A working mental model for agent systems that don't collapse in production — where the agent is thin, intent-only orchestration and every capability is a testable skill.

Author
Lali Devamanthri
Published
Reading time
3 min read

Most agent projects I review have the same shape: a single LLM call with a fat, ever-growing system prompt, a pile of tools bolted on, and a team that's afraid to touch any of it. When something breaks, no one can tell you which layer broke. Observability is a wall of trace logs and vibes.
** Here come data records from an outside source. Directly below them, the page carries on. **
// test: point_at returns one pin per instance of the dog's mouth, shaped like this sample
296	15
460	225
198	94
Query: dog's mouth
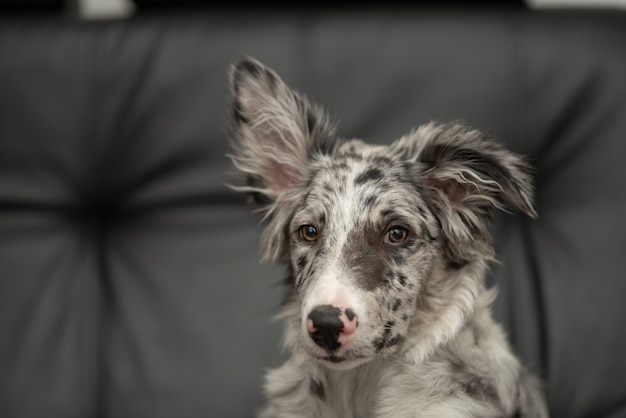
345	361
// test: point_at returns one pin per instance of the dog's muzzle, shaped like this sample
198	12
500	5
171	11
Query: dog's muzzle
331	327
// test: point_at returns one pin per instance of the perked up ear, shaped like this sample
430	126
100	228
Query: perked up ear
467	175
275	134
274	130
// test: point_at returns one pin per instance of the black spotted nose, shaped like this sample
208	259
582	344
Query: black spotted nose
324	325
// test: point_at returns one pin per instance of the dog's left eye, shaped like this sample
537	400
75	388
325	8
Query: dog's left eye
308	233
396	235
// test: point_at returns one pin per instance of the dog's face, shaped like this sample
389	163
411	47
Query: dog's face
374	236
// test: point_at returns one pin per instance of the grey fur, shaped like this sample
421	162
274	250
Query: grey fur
399	243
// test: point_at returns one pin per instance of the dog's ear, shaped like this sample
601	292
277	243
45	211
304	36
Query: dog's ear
275	134
467	175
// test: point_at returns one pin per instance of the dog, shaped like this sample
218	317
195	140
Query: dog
387	313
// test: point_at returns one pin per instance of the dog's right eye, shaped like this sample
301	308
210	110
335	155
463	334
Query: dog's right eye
308	233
The mental model is wrong. You don't build an agent and then add capabilities to it. You build skills — small, testable units of real work — and the agent is what's left after you extract them.

Everything below is a four-layer version of that model. The agent holds intent. The skills hold implementation. They meet through the filesystem.

A vertical architecture diagram with four layers. At the top, the AI Engineer defines intent by writing SKILL.md files. Below, the Claude Agent reads those files and orchestrates calls. Flanking the agent, two MCP servers extend its reach — one for tools, one for APIs. Below the agent sits the Filesystem, the persistent layer where SKILL.md and outputs live. At the bottom is the Skills Layer: two active skills (read/write/search and parse/transform) and two composable skills (summarise/draft and analyse/report) — each a self-contained, testable unit.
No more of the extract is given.